BROOKLYN — The NYPD will boost protection at the city's African-American churches following the shooting deaths of nine people at a historic black church in Charleston, S.C., Wednesday night.
Mayor Bill de Blasio held a moment of silence and announced the increased resources "directed at protecting African-American churches in this city" during an unrelated press conference at Prospect Park Thursday.
"There are so many people here who hail from South Carolina, and it’s a very, very painful moment for all of us," said de Blasio. "I want everyone to know there’s no place in New York City for this kind of hatred."
The announcement came shortly before police announced they had arrested a suspect in the shooting, Dylann Storm Roof, 21.
Charleston Police Chief Gregory Mullen said Roof, of Lexington, S.C., was arrested in Shelby, N.C. during a traffic stop.
Roof is white and the shooting is being investigated as a hate crime. Mullen called it a "tragic, heinous" crime.
According to police, Roof sat in on a prayer meeting at the Emmanuel African Methodist Episcopal Church for more than an hour before he opened fire, killing three men and six women.
The reaction to the killing in New York City was swift. The Rev. Al Sharpton planned to offer a reward before the killer was arrested.
"What has our society come to when people in a prayer meeting in the sacred halls of a church can be shot in what is deemed (as a) possible hate crime," Sharpton said in a statement.
Public Advocate Letitia James described the shooting as "horrific violence" that is "an affront to everything we hold dear."

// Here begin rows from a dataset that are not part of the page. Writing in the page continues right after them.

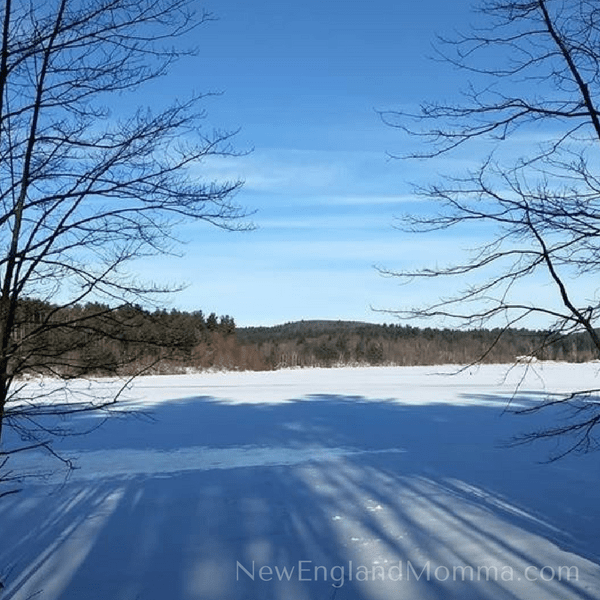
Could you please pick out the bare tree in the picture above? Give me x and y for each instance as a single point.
(531, 109)
(86, 182)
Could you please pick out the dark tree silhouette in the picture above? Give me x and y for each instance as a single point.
(533, 93)
(86, 184)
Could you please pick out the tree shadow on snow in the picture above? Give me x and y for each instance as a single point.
(326, 497)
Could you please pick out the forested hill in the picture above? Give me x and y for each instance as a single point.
(95, 340)
(327, 343)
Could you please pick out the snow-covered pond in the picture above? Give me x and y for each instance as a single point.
(358, 484)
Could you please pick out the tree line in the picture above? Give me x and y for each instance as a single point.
(97, 340)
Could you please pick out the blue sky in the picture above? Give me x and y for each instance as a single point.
(303, 81)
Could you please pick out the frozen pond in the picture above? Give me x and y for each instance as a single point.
(363, 484)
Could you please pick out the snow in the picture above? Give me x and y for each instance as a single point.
(346, 484)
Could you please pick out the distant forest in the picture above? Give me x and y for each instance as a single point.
(97, 340)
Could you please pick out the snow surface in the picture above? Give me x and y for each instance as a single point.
(363, 484)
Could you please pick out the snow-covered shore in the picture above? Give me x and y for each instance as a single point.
(349, 483)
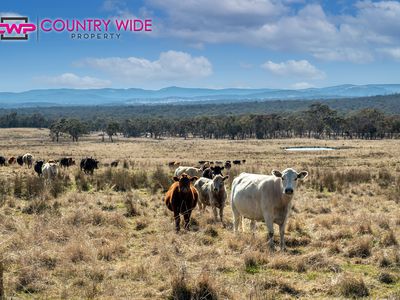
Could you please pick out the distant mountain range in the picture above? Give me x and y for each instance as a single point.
(133, 96)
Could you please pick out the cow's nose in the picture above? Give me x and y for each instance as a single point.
(289, 191)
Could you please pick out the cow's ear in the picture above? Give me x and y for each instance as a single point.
(276, 173)
(302, 175)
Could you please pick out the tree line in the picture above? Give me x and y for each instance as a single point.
(318, 121)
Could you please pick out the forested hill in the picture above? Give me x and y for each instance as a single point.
(135, 96)
(389, 104)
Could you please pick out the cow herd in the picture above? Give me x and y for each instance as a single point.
(256, 197)
(50, 169)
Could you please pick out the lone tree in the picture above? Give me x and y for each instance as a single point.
(56, 129)
(75, 129)
(112, 129)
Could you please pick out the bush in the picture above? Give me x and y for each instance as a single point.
(81, 181)
(160, 179)
(351, 287)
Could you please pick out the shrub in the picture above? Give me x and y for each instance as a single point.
(180, 290)
(204, 290)
(360, 248)
(131, 205)
(160, 179)
(350, 286)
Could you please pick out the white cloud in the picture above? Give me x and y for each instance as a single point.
(277, 25)
(70, 80)
(295, 68)
(393, 53)
(302, 85)
(169, 66)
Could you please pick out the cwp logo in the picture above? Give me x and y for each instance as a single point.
(15, 28)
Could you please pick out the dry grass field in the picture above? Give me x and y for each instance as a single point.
(110, 236)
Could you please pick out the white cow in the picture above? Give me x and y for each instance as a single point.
(264, 198)
(28, 159)
(50, 171)
(212, 192)
(192, 172)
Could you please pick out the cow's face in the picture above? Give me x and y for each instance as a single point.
(184, 182)
(217, 170)
(218, 183)
(39, 163)
(289, 179)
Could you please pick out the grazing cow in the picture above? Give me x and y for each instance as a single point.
(212, 193)
(20, 160)
(189, 171)
(212, 171)
(181, 199)
(173, 164)
(50, 170)
(66, 162)
(38, 167)
(265, 197)
(89, 164)
(12, 160)
(28, 159)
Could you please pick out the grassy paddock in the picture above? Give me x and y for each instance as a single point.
(110, 235)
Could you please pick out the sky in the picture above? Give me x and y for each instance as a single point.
(289, 44)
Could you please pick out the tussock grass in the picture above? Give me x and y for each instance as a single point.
(110, 236)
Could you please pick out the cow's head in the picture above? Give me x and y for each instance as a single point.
(184, 182)
(39, 163)
(289, 179)
(218, 183)
(217, 170)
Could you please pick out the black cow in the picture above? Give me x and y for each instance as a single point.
(38, 167)
(20, 161)
(88, 165)
(66, 162)
(212, 171)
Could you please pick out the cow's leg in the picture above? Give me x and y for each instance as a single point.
(253, 226)
(177, 219)
(221, 214)
(215, 212)
(237, 218)
(186, 217)
(282, 235)
(270, 227)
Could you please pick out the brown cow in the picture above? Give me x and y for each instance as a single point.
(12, 160)
(181, 199)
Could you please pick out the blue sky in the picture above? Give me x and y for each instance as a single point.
(208, 43)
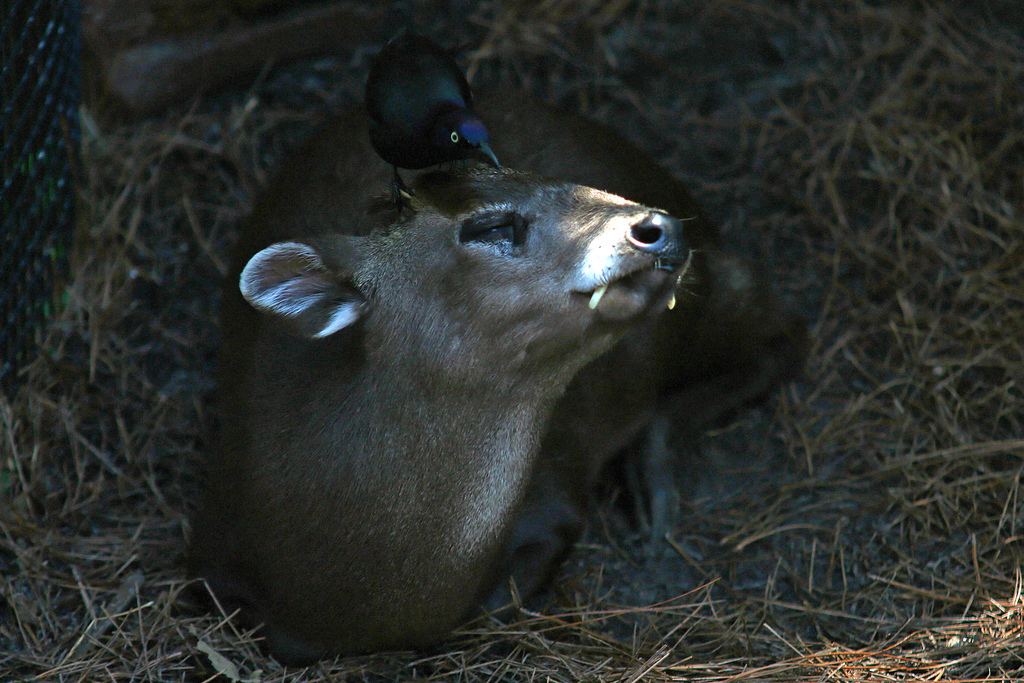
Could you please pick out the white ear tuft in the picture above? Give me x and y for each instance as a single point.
(291, 280)
(343, 315)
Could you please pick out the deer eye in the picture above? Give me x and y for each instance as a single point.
(503, 228)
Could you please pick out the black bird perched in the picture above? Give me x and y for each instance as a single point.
(421, 108)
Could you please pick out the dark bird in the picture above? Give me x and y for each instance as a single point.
(421, 108)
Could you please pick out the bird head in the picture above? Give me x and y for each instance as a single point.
(465, 133)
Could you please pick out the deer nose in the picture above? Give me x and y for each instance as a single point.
(658, 233)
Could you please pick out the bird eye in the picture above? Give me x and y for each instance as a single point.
(504, 229)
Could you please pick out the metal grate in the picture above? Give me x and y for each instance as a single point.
(39, 92)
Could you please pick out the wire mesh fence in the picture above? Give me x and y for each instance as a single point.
(39, 92)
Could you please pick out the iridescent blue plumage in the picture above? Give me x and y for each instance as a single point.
(421, 108)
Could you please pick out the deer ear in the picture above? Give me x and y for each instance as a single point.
(290, 280)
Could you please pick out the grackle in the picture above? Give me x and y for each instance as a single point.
(421, 108)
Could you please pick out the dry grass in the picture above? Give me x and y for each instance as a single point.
(873, 152)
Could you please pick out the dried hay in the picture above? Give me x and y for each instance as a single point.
(867, 523)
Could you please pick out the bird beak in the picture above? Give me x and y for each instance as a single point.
(485, 148)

Brooklyn Borough President Eric Adams announced plans to host an "emergency meeting" Thursday afternoon with local clergy and officials from the NYPD's Intelligence Division and Counterterrorism Bureau.
"That was a terrorist act," Adams said in describing the shooting.
The meeting is an effort to "prepare ourselves to make sure we don’t have any copycats," Adams added.
The mayor said there was no "specific evidence" of any possible copycat attacks. He described the beefed up protections at black churches as a protocol already in place that is used at "key community locations" when there are attacks on the Jewish community.
"We, in this case, are going to reinforce key African-American religious institutions, and be very watchful for anything that suggests any other type of attack," de Blasio said.